IGF-1LR3 is just that....

GH will give you the benefits it has on the body (skin, Hair etc) plus it is converted in the liver to IGF-1 so better bang for the buck...


----------



## BatemanLondon (Jun 14, 2011)

I have been asking this question for a week and Mars sent me a pretty good link which I will post up.. I have IGF 1 and GHRP6 coming my way. I already use Hyge and want to know if its worth running all 3 together...


----------



## BatemanLondon (Jun 14, 2011)

Props to Mars who sent me this yesterday

http://basskilleronline.com/human_growth_hormone.shtml


----------



## m118 (Feb 4, 2011)

Pscarb said:


> *neither will give you Mass* that is fact........
> 
> you will get more benefit from GH than IGF-1LR3.....
> 
> ...


Probably a naive question, but why do people take IGF? I was under the impression that after insulin, IGF helped contribute to the greater mass pros carry


----------



## 3752 (Jan 7, 2005)

not a niave question at all...people take IGF-1LR3 because they BELIEVE it is what the Pro's take to get huge...  if you was to use IGF-1LR3 sensibly by this i mean not using it every day as desensitization becomes an issue very quickly then you could maybe gain 1-2lbs at most....many believe that the amazing pump you get from the start of using IGF-1LR3 means it will give you Mass but this is a side effect of the product not the result.....

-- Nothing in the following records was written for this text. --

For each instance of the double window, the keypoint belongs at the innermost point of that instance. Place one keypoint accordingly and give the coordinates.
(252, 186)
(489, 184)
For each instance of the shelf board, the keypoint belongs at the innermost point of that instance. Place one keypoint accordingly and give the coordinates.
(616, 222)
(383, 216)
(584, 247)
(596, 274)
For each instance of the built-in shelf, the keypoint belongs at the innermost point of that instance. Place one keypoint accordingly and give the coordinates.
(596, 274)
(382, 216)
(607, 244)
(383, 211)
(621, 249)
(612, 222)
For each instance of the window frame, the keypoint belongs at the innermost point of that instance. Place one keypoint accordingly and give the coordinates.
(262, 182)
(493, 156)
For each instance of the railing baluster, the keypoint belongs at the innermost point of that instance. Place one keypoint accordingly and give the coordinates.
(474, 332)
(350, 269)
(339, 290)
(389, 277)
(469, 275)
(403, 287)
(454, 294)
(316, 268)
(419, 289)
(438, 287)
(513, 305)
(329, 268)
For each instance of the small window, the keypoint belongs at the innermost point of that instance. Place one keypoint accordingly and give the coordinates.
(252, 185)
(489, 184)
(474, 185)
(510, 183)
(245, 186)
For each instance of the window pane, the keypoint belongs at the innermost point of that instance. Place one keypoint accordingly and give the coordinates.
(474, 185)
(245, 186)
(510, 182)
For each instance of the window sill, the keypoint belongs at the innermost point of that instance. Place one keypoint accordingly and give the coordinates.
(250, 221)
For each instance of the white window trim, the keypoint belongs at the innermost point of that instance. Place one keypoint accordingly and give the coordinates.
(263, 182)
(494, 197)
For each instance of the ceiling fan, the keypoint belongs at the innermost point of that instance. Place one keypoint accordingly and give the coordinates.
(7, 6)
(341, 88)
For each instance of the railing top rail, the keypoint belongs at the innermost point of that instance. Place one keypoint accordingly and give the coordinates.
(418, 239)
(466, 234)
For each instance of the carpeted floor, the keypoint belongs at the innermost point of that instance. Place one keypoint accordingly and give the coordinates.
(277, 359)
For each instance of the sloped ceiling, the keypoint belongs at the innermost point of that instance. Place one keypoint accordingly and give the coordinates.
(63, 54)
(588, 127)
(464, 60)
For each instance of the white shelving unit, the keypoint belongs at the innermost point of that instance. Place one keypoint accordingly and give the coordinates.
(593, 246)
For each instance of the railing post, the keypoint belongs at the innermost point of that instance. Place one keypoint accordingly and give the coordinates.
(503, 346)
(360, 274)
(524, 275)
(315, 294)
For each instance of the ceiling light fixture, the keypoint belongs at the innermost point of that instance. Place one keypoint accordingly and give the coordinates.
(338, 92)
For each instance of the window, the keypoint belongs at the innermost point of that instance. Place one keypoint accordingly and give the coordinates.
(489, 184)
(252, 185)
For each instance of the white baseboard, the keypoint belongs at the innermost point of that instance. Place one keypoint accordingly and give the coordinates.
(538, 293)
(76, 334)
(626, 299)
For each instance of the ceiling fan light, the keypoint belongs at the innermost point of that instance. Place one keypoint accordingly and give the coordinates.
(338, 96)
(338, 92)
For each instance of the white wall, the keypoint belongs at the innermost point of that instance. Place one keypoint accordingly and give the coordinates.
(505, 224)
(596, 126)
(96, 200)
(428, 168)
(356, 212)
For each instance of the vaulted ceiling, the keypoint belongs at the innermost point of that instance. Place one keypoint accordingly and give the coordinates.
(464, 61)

putting Insulin and steroids aside there is no product that will give you Mass....


----------



## m118 (Feb 4, 2011)

Interesting. So pumps aside, I was under the impression that the extra igf encouraged hyperplasia which would promote greater muscle gain long term (in conjunction with training/eating) compared with no extra igf

If not, if IGF just there to help with fat loss?


----------



## BatemanLondon (Jun 14, 2011)

i am using it for fat loss , running it for 25 days


----------



## 3752 (Jan 7, 2005)

m118 said:


> Interesting. So pumps aside, I was under the impression that the extra igf encouraged hyperplasia which would promote greater muscle gain long term (in conjunction with training/eating) compared with no extra igf
> 
> If not, if IGF just there to help with fat loss?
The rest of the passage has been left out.